Les nouvelles propositions sur le prochain cadre financier pluriannuel faites par le président du Conseil européen, Charles Michel (EUROPE 12427/1), inquiètent grandement la Conférence des régions périphériques et maritimes (CRPM), notamment en raison des coupes proposées pour les régions les plus développées.
Certes, l’organisation note, dans une analyse publiée mardi 18 février, une augmentation de 2 milliards d’euros (en prix 2018) pour la politique de cohésion par rapport aux propositions finlandaises de décembre, mais les coupes restent, malgré tout, de 44 milliards (-12%) par rapport au cadre financier pluriannuel 2014-2020.
Surtout, la CRPM se dit « extrêmement préoccupée » par les fortes réductions proposées pour les régions les plus développées, qui perdent 20% (7 milliards d’euros) de leur allocation par rapport à la proposition de la Commission européenne. Selon les calculs de la CRPM, ces coupes toucheront en premier lieu les quatre États membres dits « frugaux », à savoir le Danemark, l’Autriche, les Pays-Bas et la Suède.
Une stratégie de Charles Michel
La stratégie de Charles Michel est claire et logique, de l’avis d’une source. Le Belge sait que les États membres, et notamment les États « frugaux », n’ont pas pour priorité de défendre leurs régions dans le cadre de la politique de cohésion, au contraire des états d’Europe centrale et orientale, ainsi que du Sud. Prendre aux premiers pour donner aux seconds ne mettrait pas en péril le cours des négociations, selon notre source.

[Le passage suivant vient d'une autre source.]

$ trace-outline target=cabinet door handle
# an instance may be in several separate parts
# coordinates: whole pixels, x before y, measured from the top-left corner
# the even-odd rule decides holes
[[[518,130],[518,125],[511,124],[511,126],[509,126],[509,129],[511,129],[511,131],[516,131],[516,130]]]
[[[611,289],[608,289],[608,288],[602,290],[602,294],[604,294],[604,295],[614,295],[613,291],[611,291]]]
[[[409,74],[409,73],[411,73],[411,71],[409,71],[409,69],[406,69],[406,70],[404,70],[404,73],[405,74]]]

Par ailleurs, dans son analyse, la CRPM constate que de nouvelles dispositions visant à indemniser les différents États membres en mettant 6 milliards d'euros mis de côté « pour de futurs cadeaux » à accorder aux différents États membres lors des dernières étapes des négociations sous la rubrique 2 « indiquent l'intention du président du Conseil de parvenir à un accord le 20 février, au prix de l'ajout de nouvelles exceptions et de cadeaux aux différents États membres ». Ce qui serait une pratique de longue date du Conseil, nous explique-t-on.